Her resolution did not save her from increasing discomfort. The carriage seemed not only stuffy, but oppressive with the black widow's personality. Iris felt positive that she was a clotted mass of prejudices-an obstruction in the healthy life-stream of the community. Her type was always a clog on progress.
As her face grew damp, she looked toward the closed windows of the compartment. The corridor-end, where she sat, was too crowded to admit any of the outer air, so she struggled to her feet and caught the other strap.
"Do you mind?" she asked with stressed courtesy, hoping, from her intonation, that the other passengers would grasp the fact that she was asking their permission before letting down the glass.
As she expected, the man of the family party rose and took the strap from her. Instead of finishing the job, however, he glanced respectfully at the personage, as though she were sacrosanct, and then frowned at Iris, shaking his head the while.
Feeling furious at the opposition, Iris returned to her corner.
"I've got to take it," she thought. "Take it on the chin. I'm the outsider here."
It was another novel sensation for the most popular member of the crowd, to be in a minority. Besides having to endure the lack of ventilation, the inability to explain her actions, or express a wish, gave her the stunted sense of being deprived of two faculties-speech and hearing.
Presently the door was opened and a tall man squeezed into the carriage. Although she realised that her feelings had grown super-sensitive, Iris thought she had never seen a more repulsive face. He was pallid as potter's clay, with dead dark eyes, and a black spade beard.
He bowed to the personage and began to talk to her, standing the while. His story was evidently interesting, for Iris noticed that the other passengers, including the child, were all listening with close interest.
As he was speaking, his glasses flashed round the compartment, and finally rested on her. His glance was penetrating, yet impersonal, as though she were a specimen on a microscope-slide. Yet, somehow, she received the impression that she was not a welcome specimen, nor one that he had expected to see.
Stooping so that his lips were on a level with the personage's ear, he asked a low-toned question. She replied in a whisper, so that Iris was reminded of two blowflies buzzing in a bottle.
"Am I imagining things, or do these people really dislike me?" she wondered.
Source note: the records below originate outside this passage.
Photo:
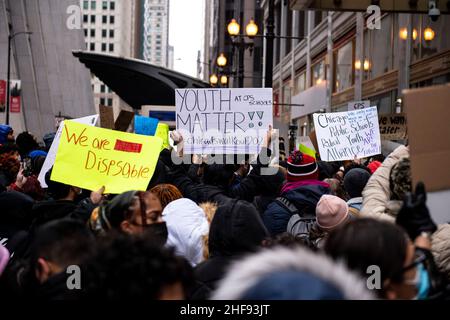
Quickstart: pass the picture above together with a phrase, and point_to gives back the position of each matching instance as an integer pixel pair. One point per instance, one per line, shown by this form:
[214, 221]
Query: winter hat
[37, 153]
[400, 178]
[301, 167]
[354, 182]
[331, 211]
[4, 131]
[4, 258]
[373, 166]
[187, 225]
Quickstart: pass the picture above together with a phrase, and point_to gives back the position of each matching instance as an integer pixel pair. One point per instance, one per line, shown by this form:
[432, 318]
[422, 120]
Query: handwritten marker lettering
[127, 146]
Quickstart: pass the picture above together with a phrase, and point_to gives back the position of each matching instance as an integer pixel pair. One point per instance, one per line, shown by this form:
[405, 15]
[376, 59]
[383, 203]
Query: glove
[414, 216]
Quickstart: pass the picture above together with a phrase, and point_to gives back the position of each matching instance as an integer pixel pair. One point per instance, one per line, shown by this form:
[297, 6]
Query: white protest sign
[51, 156]
[346, 135]
[223, 121]
[356, 105]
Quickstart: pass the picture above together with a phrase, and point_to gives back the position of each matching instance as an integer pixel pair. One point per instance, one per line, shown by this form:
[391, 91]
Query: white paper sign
[51, 156]
[223, 121]
[344, 135]
[357, 105]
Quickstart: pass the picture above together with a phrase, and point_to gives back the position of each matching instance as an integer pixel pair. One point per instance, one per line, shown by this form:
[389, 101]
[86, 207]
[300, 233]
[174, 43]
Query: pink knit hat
[331, 211]
[4, 258]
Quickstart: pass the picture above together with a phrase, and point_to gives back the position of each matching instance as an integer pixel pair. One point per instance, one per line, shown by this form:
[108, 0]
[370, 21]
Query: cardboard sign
[106, 117]
[145, 125]
[117, 160]
[162, 131]
[346, 135]
[223, 121]
[392, 126]
[123, 121]
[429, 135]
[51, 155]
[357, 105]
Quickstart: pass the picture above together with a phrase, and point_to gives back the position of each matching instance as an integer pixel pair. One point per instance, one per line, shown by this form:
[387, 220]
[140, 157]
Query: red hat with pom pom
[302, 167]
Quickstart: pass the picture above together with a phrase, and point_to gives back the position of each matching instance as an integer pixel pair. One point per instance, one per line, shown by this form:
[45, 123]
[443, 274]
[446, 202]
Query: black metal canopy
[138, 82]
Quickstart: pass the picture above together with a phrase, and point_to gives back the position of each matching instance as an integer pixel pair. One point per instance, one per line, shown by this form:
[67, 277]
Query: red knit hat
[302, 167]
[373, 166]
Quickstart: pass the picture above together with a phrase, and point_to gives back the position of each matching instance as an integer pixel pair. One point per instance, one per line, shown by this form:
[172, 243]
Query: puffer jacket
[440, 244]
[376, 195]
[304, 198]
[290, 274]
[377, 204]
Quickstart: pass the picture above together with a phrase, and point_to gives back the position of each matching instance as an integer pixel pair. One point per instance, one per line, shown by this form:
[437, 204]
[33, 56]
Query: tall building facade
[111, 27]
[156, 33]
[249, 65]
[53, 82]
[340, 60]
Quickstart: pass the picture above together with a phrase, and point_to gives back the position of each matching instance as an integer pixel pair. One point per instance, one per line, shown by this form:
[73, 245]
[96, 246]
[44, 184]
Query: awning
[138, 82]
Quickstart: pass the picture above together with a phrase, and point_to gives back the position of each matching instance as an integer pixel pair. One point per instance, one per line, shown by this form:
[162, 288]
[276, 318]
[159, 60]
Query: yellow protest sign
[304, 149]
[90, 157]
[162, 131]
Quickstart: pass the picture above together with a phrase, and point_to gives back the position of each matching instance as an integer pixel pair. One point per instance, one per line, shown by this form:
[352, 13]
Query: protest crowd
[311, 229]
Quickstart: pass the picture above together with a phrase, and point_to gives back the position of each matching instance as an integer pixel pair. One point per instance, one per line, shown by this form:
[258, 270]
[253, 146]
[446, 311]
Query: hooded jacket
[304, 198]
[290, 274]
[15, 215]
[187, 225]
[236, 229]
[4, 131]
She knew that she was growing obsessed by this impression of a general and secret hostility. It was manifestly absurd, especially as the man with the black spade beard had not seen her before. She had merely inconvenienced some strangers, from whom she was divided by the barrier of language.
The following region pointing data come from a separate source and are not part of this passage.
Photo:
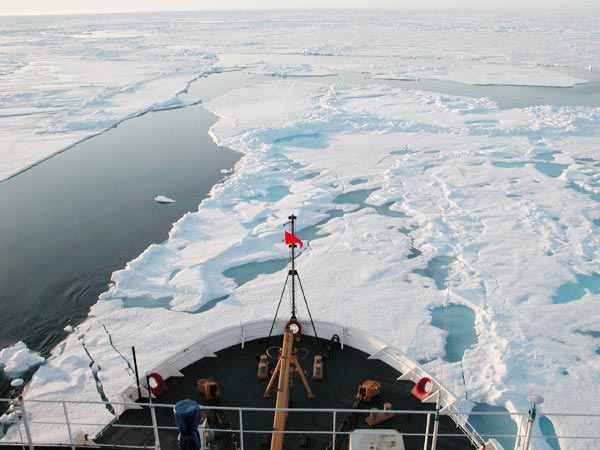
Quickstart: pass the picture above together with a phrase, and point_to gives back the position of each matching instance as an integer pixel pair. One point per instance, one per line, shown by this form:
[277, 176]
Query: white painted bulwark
[376, 440]
[208, 345]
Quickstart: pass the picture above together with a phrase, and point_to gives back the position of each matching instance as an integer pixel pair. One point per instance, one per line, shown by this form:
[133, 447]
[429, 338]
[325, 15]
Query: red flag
[290, 239]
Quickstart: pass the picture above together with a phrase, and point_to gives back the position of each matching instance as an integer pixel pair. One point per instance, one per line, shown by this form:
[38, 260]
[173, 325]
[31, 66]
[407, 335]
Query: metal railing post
[26, 422]
[534, 400]
[68, 426]
[154, 427]
[20, 434]
[241, 431]
[334, 429]
[427, 432]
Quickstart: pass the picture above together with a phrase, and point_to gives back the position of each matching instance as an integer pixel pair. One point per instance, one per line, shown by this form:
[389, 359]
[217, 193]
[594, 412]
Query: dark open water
[71, 221]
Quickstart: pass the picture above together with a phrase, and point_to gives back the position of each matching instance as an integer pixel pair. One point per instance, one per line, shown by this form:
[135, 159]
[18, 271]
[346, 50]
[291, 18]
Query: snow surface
[18, 359]
[511, 196]
[163, 199]
[446, 175]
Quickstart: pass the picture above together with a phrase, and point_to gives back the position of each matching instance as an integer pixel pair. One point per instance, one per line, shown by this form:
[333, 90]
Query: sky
[10, 7]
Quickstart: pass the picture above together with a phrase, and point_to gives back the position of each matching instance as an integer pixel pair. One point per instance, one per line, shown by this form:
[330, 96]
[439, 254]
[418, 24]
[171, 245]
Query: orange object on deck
[367, 390]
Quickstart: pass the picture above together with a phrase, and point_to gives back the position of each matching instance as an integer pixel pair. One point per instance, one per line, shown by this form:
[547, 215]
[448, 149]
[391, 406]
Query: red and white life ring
[423, 388]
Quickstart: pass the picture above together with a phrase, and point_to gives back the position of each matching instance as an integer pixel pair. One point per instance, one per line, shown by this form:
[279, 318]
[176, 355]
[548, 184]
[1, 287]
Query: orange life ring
[156, 384]
[423, 388]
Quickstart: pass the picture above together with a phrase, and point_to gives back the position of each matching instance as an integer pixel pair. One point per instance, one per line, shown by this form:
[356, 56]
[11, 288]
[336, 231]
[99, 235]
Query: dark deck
[235, 370]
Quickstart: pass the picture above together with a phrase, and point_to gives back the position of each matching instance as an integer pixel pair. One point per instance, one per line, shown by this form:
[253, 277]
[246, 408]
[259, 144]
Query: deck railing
[24, 431]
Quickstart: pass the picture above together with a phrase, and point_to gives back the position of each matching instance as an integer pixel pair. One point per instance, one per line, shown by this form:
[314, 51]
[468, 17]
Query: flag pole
[293, 270]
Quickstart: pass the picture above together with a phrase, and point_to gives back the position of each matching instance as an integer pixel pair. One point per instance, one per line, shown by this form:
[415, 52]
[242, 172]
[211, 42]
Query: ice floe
[18, 359]
[67, 80]
[163, 199]
[400, 195]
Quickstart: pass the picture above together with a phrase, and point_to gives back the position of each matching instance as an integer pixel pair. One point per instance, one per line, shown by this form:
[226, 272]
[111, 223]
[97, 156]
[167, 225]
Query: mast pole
[293, 271]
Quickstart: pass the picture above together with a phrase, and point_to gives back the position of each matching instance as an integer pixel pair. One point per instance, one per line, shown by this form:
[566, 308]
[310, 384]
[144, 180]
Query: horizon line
[313, 8]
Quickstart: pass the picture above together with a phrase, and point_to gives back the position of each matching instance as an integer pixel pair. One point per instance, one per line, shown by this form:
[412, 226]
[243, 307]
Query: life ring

Shutting her eyes, she tried to forget the people in the carriage. Yet the presence of the man continued to affect her with discomfort. His white face seemed to break through her closed lids, and float in the air before her.
It was a great relief when the buzzing ceased and she heard him go out of the compartment. Directly he had left, she grew normal again, and was chiefly conscious of a very bad headache. The most important things in life were tea and cigarettes; yet she dared not smoke because of the threat of sickness, while tea seemed a feature of a lost civilisation.
The train was now rushing through a deserted country of rock and pine. The nearest reminder of habitation was an occasional castle of great antiquity, and usually in ruins. As she was gazing out at the fantastic scenery, an official poked his head in at the door and shouted something which sounded like blasphemy.
The other passengers listened in apathy, but Iris began to open her bag, in case tickets or passport were required. As she did so, she was amazed to hear a crisp English voice.
The tweed spinster had risen from her seat and was asking her a question.
"Are you coming to the restaurant-car to get tea?"